I have tried having the conversation with my friends but they were honestly upset at the thought of not doing Xmas gifts and some if them are atheists too. Thing is I'm not a consumer either and I hate all the waste so that's why I just save something id have bought them anyway.

I don't do cards.

In my case it has got worse because now my sister, also an atheist, wants to do gifts, which is new for her. She's decided it's fun?! We stay with others at Xmas so helping with turkey etc is a given but I just think, oh well, it's food, of course I help prep it.

My other atheist friends go to some lessons and carols events run by atheists and talk about it being time to appreciate our family friends. Isn't that all the time?

I get really bad SAD so now I tend to see it as celebrating the worst of the winter being over because the shortest day has gone.

Finally, I hate how so many essential services reduce at Xmas and I don't see how in a country where so many people are not religious, we have our two biggest bank holidays set for religion.

End of rant.

ToffeeForEveryone Fri 09-Sep-16 23:46:01

Bah Humbug!!

There is a genuine reason to celebrate, which is that once a year everyone makes an effort to be nice to each other and has a naice turkey dinner :D

It's a midwinter festival. The reason for celebrating is to cheer everyone up. Have some sodding mulled wine and a chocolate orange and stop overthinking it halo

ToFindAndWakeTheDreamer Fri 09-Sep-16 23:49:44

Christmas is an ever-evolving tradition, if that's not a contradiction in terms. It has Christian elements (The Nativity), Roman elements (the timing of Christmas day) Pagan elements (Christmas trees), Monarchy elements (The Queen's speech), modern media elements (Bond films on TV, the Xmas Cinema Blockbuster, Christmas specials, Christmas No 1 single), Victorian elements (gift giving), Dickensian elements (Scrooge), Germanic elements (Santa) etc etc. We have a diverse culture with a long history and many influences, Christmas reflects that perfectly.

Christmas is so diverse, I think it's best treated like pick-and-mix - enjoy the bits you enjoy, ignore the bits you don't. Ignore the pressure to enjoy ALL the things.

LozzaChops Fri 09-Sep-16 23:50:14

Atheist from a long line of atheists. We have a tree (he lives in the garden year-round and comes in for a fortnight or so every year) and I try to decorate as much as I can. I've worked in posh-end food retail for the last 8 years so Christmas is horrendous and I'm usually in a coma as soon as I get home on Xmas eve.

We never really had much of a Christmas when I was a kid, and I'm the only one that has festive inclinations - if it was up to me I would drown the place in stuff. Tend to adopt a Yule-based aesthetic, holly and ivy all over, although we do have a set of nativity tree decs that get hung on some twigs. Joseph has done a runner so Mabel the Angel Cow has stepped into the breach there. She and Mary manage just fine.

Presents are an absolute afterthought in my family.

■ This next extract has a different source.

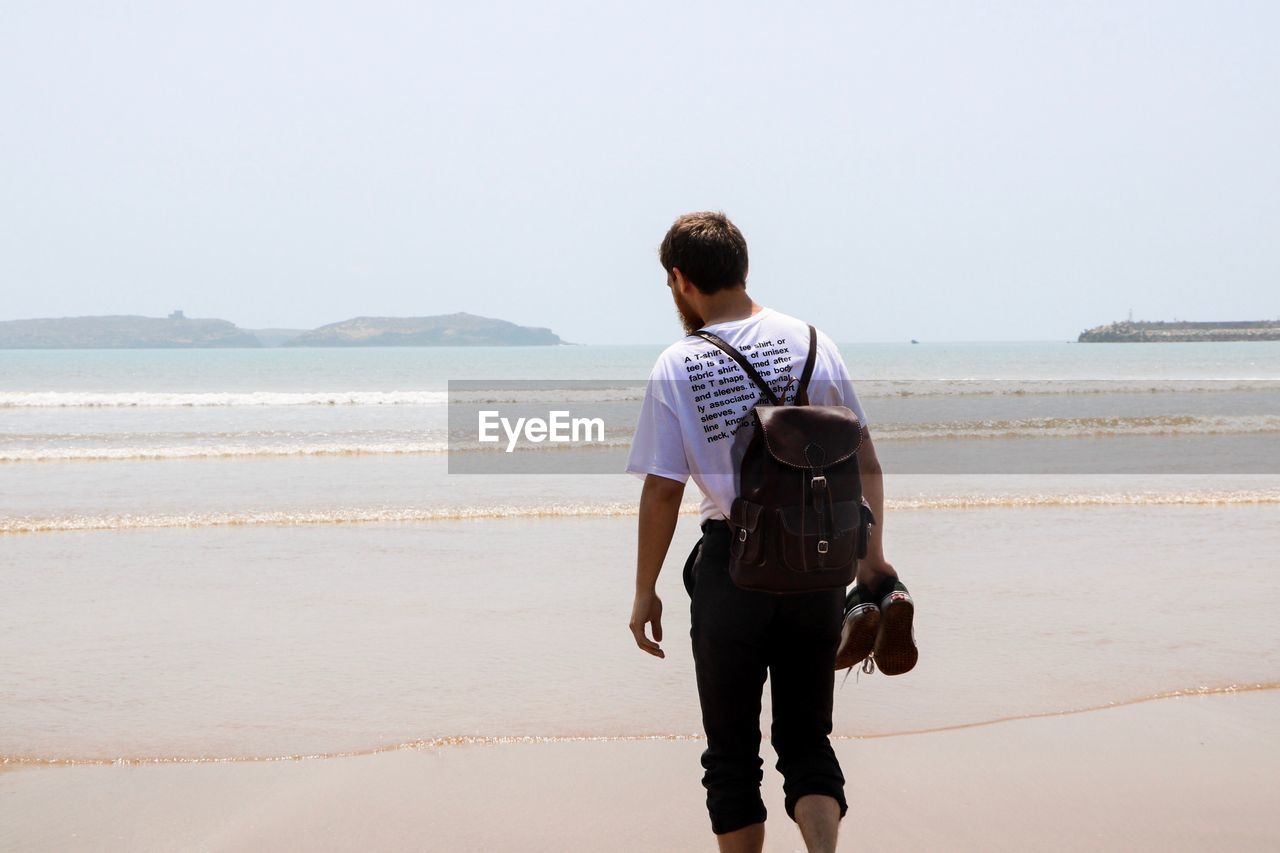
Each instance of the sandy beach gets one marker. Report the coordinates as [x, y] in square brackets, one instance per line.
[1183, 774]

I think my mum got me toothpaste (...charming) and a book (that I had already read) from the charity shop last year.

I get horrible SAD too so try to grab onto it as a few days of silliness and no commute in the dark.

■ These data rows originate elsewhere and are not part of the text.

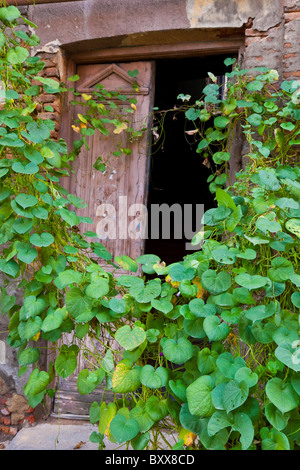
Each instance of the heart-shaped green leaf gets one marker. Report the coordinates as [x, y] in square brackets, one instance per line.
[157, 409]
[251, 282]
[274, 440]
[26, 200]
[215, 329]
[275, 417]
[26, 169]
[140, 414]
[87, 380]
[26, 252]
[29, 356]
[22, 226]
[31, 307]
[53, 320]
[45, 239]
[178, 387]
[199, 397]
[281, 270]
[125, 378]
[245, 374]
[206, 361]
[129, 338]
[289, 354]
[140, 441]
[282, 394]
[200, 309]
[229, 365]
[37, 382]
[11, 267]
[235, 394]
[28, 329]
[123, 429]
[66, 361]
[178, 351]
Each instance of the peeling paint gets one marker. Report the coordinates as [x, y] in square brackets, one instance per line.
[232, 13]
[51, 47]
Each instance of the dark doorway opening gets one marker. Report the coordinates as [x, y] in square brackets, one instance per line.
[178, 175]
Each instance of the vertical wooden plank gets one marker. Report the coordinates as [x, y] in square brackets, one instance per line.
[125, 180]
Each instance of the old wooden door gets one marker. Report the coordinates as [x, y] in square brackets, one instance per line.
[123, 186]
[119, 191]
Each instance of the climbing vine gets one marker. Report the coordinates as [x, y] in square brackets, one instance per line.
[207, 352]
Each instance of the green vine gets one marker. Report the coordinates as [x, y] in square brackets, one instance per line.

OdinsLoveChild Fri 09-Sep-16 23:56:59

We celebrate Yule, it's brilliant because my DH can usually get that date off work unlike 25th December. Food, games, family and a few drinks. We have the tree, lights and loads of sparkly crap. I tell my children the story of St Nicholas and the Pagan Holly King and the Oak King. We make plans for the garden over the next year. We don't mention 'Christmas' or 'God/Jesus/Church' it's just not relevant to us.